Die Digitalisierung ist kein Naturereignis, welches unabänderlichen Gesetzmäßigkeiten folgt. Sie ist eine Transformation, die sich gestalten lässt.

Probleme, die sich aus der Nutzung neuer Technologien ergeben, müssen frühzeitig erkannt und interdisziplinär diskutiert werden. Nur so lassen sich Systeme, Prozesse und gesellschaftliche Rahmenbedingungen schrittweise verbessern, um den vielfältigen Anforderungen gerecht zu werden.

Die Schriftenreihe Digitalisierung möchte zum Nachdenken anregen und Impulse zum Einmischen geben. Sie erscheint in loser Folge und widmet sich einzelnen Teilaspekten des digitalen Wandels.


Bisher sind erschienen:

Scoring – Der Blick in die Kristallkugel


Die Schriftenreihe Digitalisierung wirft Schlaglichter auf bereits existierende digitale Welten.
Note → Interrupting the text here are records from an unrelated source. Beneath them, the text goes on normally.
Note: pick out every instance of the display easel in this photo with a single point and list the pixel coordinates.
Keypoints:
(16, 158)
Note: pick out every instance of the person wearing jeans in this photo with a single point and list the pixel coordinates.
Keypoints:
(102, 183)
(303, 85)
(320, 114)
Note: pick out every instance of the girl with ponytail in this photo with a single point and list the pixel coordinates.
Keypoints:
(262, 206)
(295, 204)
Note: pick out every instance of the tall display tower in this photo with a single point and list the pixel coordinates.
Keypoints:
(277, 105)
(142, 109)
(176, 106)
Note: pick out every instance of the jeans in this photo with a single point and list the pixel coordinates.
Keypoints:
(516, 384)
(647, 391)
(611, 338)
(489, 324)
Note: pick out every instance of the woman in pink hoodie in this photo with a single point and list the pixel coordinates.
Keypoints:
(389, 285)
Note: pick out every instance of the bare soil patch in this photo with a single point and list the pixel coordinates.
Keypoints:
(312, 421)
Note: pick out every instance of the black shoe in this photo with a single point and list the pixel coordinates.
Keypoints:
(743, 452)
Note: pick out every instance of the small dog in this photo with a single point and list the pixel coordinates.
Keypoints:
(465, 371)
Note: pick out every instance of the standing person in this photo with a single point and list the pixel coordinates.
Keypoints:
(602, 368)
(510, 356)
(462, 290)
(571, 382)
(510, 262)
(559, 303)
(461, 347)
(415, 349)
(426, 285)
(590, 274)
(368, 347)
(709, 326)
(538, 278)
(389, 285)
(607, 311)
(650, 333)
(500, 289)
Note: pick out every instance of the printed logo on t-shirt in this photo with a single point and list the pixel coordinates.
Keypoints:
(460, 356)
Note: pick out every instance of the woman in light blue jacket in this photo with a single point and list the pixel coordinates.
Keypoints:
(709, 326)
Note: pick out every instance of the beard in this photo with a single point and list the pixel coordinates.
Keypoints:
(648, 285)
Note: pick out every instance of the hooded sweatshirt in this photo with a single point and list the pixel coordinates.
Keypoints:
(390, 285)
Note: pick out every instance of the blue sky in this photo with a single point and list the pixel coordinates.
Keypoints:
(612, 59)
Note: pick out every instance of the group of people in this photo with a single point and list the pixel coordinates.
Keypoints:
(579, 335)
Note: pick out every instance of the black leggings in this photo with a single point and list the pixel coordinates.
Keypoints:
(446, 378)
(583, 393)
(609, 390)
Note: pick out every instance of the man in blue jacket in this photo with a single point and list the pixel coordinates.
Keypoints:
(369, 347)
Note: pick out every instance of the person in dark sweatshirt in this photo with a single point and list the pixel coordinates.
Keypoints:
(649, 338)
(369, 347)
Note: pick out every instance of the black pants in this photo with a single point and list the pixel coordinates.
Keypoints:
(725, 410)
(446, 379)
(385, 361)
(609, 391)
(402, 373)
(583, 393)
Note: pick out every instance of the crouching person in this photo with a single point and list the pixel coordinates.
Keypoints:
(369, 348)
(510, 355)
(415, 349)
Sie verlässt die Vogelperspektive digitaler Agenden und Roadmaps und richtet stattdessen den Blick auf Details. Konkrete Beispiele veranschaulichen Erfahrungen und Erlebnisse des Einzelnen in der digitalen Gesellschaft.

Es geht um die Sicht von Menschen, die den Wandel erleben.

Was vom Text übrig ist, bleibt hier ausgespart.